As the North and South moved rapidly toward a major confrontation, Lee had little sympathy for the arguments justifying either slavery or states’ rights, but realized that his first loyalty was to his home state. When Virginia voted to secede, Lee resigned his commission. He hoped not to have fight against the Union, but by June 1861 Jefferson Davis had appointed him a general and his personal military advisor. Lee helped organize defenses of the Atlantic coast, but his first true field command came in June 1862, at 55 years old, when he was named to head the Army of Northern Virginia. McClellan’s troops were invading Richmond and Lee moved quickly and decisively, collaborating with Stonewall Jackson, to force then to withdraw. His troops went on to defeat General Pope’s army at Second Bull Run. Lee next moved his force into Maryland during two weeks which cost the Federals some 27,000 casualties and cost the outnumbered Confederates some 13,000. He defeated Burnside’s troops at Fredericksburg in November and also Hooker’s Union forces in May 1863 at Chancellorsville, but lost Stonewall Jackson form a wound in this battle. Lee then reorganized the Confederate Army in Virginia and erred in placing too many inexperienced officers over too many unfamiliar units. He tried to move north but was turned back at Gettysburg, Pennsylvania, in July with casualties of 28,000. Lee’s subsequent offer to resign his command was rejected. In May 1864 he defeated Grant in the Wilderness Campaign, but then the long campaign at Petersburg began – dragging on month after month as Lee’s units suffered casualties, malnutrition, exhaustion and desertion. Confederate Forces elsewhere were also in retreat. In February 1865 when Lee was named general-in-chief of all Confederate armies, it was virtually an empty title and command. Lee was forced to evacuate Petersburg and Richmond on April 2-3 and eventually surrendered on April 9 at Appomattox Court House, Virginia.
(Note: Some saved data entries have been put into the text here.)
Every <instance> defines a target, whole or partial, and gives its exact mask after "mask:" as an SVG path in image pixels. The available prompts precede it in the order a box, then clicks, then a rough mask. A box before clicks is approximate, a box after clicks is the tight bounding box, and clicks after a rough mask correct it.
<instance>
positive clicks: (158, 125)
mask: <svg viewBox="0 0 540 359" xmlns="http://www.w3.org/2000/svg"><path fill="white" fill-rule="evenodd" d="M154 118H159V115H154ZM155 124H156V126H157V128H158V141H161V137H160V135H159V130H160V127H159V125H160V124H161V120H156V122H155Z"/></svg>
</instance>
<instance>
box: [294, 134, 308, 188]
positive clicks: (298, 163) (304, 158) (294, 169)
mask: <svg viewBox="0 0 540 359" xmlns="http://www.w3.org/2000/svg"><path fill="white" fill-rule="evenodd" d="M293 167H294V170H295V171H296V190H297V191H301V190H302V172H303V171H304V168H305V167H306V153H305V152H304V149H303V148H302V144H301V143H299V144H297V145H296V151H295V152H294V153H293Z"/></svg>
Up to this point, Lee would have been known as a superb commander in a lost war, but from the time he rode to Appomattox on his horse, Traveller, the mythical Lee began. Grant refused to take Lee’s sword, but Lee inspired such idealism. He was paroled home and officially indicted for treason but never brought to trial. Lee urged his troops and all Southerners to accept the outcome and get on with rebuilding their homeland; he himself accepted the presidency of the small, destitute Washington College (later Washington and Lee University). A man of faith, dignity and patience, Lee was one of the few heroes who owes his greatness to his actions in defeat.